Perguntas frequentes
- Qual é o intervalo previsto para trocar a corrente de distribuição do 1.6 THP do Peugeot 2008?
- A Peugeot define a corrente de distribuição do motor 1.6 THP (EP6CDT) como componente de vida útil igual à do motor, sem intervalo fixo de substituição. Na prática, registros de oficinas especializadas e fóruns europeus documentam estiramento a partir de 60.000 km a 100.000 km, muito antes do esperado. O problema é mais frequente em veículos com histórico de trocas de óleo atrasadas ou com uso de óleo fora da especificação PSA B71 2290.
- Quais são os primeiros sinais de corrente de distribuição estirada no Peugeot 2008 THP?
- O sinal mais precoce é um ruído metálico tipo tilintamento ou batida seca nos primeiros segundos após o arranque a frio, que some após o motor aquecer. Conforme o estiramento avança, o ruído persiste com o motor quente. O scanner OBD2 pode mostrar os códigos P0016 ou P0017, que indicam divergência de fase entre o virabrequim e o comando de válvulas.
- O que acontece se a corrente arrebentar com o motor em funcionamento?
- O motor 1.6 THP é um motor de interferência: as válvulas e os pistões ocupam o mesmo espaço dentro do cilindro em momentos alternados, controlados pelo sincronismo da corrente. Se a corrente arrebentar ou pular dentes, as válvulas e os pistões colidem, dobrando as válvulas, quebrando guias de válvula e podendo danificar os pistões e o cabeçote. O reparo nesse cenário envolve retífica de cabeçote completa e pode ultrapassar R$ 10.000.
- Por que o tensor hidráulico do THP falha antes do prazo?
- O tensor hidráulico do motor 1.6 THP depende da pressão do óleo para manter a corrente tensionada. Quando o intervalo de troca de óleo é ultrapassado ou o nível cai abaixo do mínimo, a pressão hidráulica demora mais a se estabilizar no arranque. Esse intervalo sem tensão adequada, repetido ao longo de milhares de arranques, acelera o desgaste da corrente e das guias de plástico. A guia deslizante, feita de nylon reforçado, também racha com o calor acumulado em motores com superaquecimento.
- Trocar só a corrente resolve o problema no Peugeot 2008 THP?
- Não. A substituição correta exige o kit completo: corrente, tensor hidráulico, tensor fixo, guia deslizante, guia de encosto e, na maioria dos casos, as engrenagens variáveis do sistema VVT (variação de fase). Trocar só a corrente em um tensor desgastado reproduz o problema em menos tempo. O custo do kit completo com mão de obra varia entre R$ 2.500 e R$ 4.500 dependendo da região e do fornecedor das peças.
- É possível dirigir o Peugeot 2008 THP com corrente estirada?

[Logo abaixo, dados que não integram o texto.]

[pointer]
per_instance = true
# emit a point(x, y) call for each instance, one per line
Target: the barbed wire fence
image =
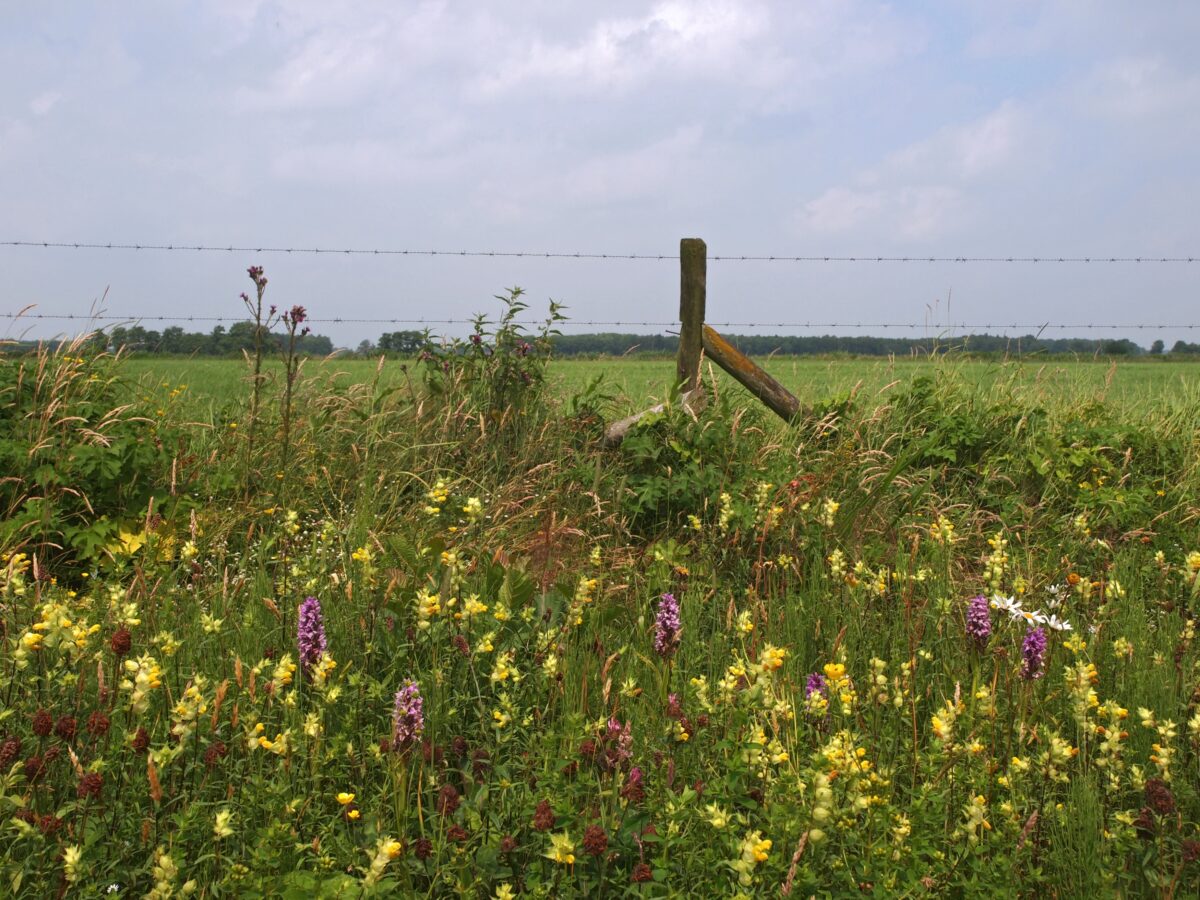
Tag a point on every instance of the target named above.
point(426, 322)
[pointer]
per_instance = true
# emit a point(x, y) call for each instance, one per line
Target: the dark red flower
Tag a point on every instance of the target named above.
point(595, 840)
point(90, 785)
point(66, 727)
point(448, 799)
point(43, 723)
point(544, 817)
point(121, 641)
point(1159, 797)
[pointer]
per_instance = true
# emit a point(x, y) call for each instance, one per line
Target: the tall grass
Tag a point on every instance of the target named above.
point(826, 725)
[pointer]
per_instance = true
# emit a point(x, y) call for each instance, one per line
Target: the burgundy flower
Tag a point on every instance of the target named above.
point(216, 751)
point(408, 717)
point(121, 641)
point(310, 634)
point(634, 789)
point(43, 723)
point(667, 627)
point(595, 840)
point(1159, 797)
point(66, 727)
point(448, 799)
point(1033, 654)
point(90, 785)
point(978, 621)
point(34, 768)
point(544, 817)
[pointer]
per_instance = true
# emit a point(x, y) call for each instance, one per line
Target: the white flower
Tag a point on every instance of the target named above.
point(1008, 604)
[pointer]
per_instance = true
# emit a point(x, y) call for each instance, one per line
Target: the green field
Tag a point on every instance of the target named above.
point(425, 634)
point(1149, 385)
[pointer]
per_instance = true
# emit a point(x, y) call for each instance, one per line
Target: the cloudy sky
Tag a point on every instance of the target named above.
point(810, 127)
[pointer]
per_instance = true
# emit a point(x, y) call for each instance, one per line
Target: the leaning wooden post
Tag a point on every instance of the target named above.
point(693, 279)
point(749, 376)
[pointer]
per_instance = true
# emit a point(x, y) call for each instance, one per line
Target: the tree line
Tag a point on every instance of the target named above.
point(405, 343)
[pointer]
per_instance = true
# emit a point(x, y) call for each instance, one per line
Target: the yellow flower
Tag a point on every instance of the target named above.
point(772, 657)
point(222, 828)
point(562, 849)
point(71, 859)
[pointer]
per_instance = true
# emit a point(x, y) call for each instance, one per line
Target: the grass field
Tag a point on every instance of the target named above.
point(424, 636)
point(1127, 385)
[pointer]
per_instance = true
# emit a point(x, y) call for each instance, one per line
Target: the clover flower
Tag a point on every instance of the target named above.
point(310, 634)
point(978, 621)
point(408, 717)
point(1033, 654)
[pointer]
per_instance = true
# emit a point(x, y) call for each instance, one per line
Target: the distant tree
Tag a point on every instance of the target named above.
point(406, 343)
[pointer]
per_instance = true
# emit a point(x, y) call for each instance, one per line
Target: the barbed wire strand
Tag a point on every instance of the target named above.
point(592, 255)
point(592, 323)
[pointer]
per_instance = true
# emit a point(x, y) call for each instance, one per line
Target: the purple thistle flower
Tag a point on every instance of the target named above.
point(1033, 654)
point(408, 717)
point(618, 745)
point(310, 634)
point(666, 627)
point(978, 621)
point(815, 684)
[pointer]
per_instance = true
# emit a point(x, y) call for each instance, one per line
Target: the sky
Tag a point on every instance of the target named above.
point(803, 127)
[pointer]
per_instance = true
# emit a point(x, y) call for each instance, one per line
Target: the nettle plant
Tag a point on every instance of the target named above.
point(501, 370)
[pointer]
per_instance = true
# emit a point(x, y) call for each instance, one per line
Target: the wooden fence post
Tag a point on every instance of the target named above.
point(693, 280)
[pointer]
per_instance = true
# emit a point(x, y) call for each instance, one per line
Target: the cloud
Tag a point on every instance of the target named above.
point(45, 102)
point(924, 190)
point(1137, 88)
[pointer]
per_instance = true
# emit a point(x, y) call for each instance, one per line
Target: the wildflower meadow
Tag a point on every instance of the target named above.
point(424, 635)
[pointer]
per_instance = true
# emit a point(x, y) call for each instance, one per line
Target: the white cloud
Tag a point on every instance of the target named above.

- Não é recomendável. Com a corrente estirada, o sincronismo entre o virabrequim e os comandos de válvulas fica fora da especificação. O motor perde desempenho, o consumo de combustível aumenta e o risco de a corrente pular dentes cresce a cada arrancada brusca ou aceleração em altas rotações. O intervalo entre o primeiro sintoma e a falha total pode ser de apenas algumas semanas ou poucos milhares de quilômetros.
- Existe recall para a corrente de distribuição do Peugeot 2008 no Brasil?
- Não há recall oficial registrado no SENATRAN/DENATRAN para o problema de corrente de distribuição do 1.6 THP do Peugeot 2008 no Brasil. Em mercados europeus, alguns lotes receberam ação de serviço técnico (TSB, Technical Service Bulletin) para substituição preventiva do tensor hidráulico. No Brasil, proprietários dentro do período de garantia (3 anos ou 100.000 km) relataram cobertura parcial mediante análise caso a caso pela rede autorizada Peugeot.
Este conteúdo é informativo e diagnóstico. Qualquer ruído ou código de fase no motor 1.6 THP exige avaliação imediata por oficina especializada. Continuar dirigindo com corrente estirada pode resultar em dano total ao motor.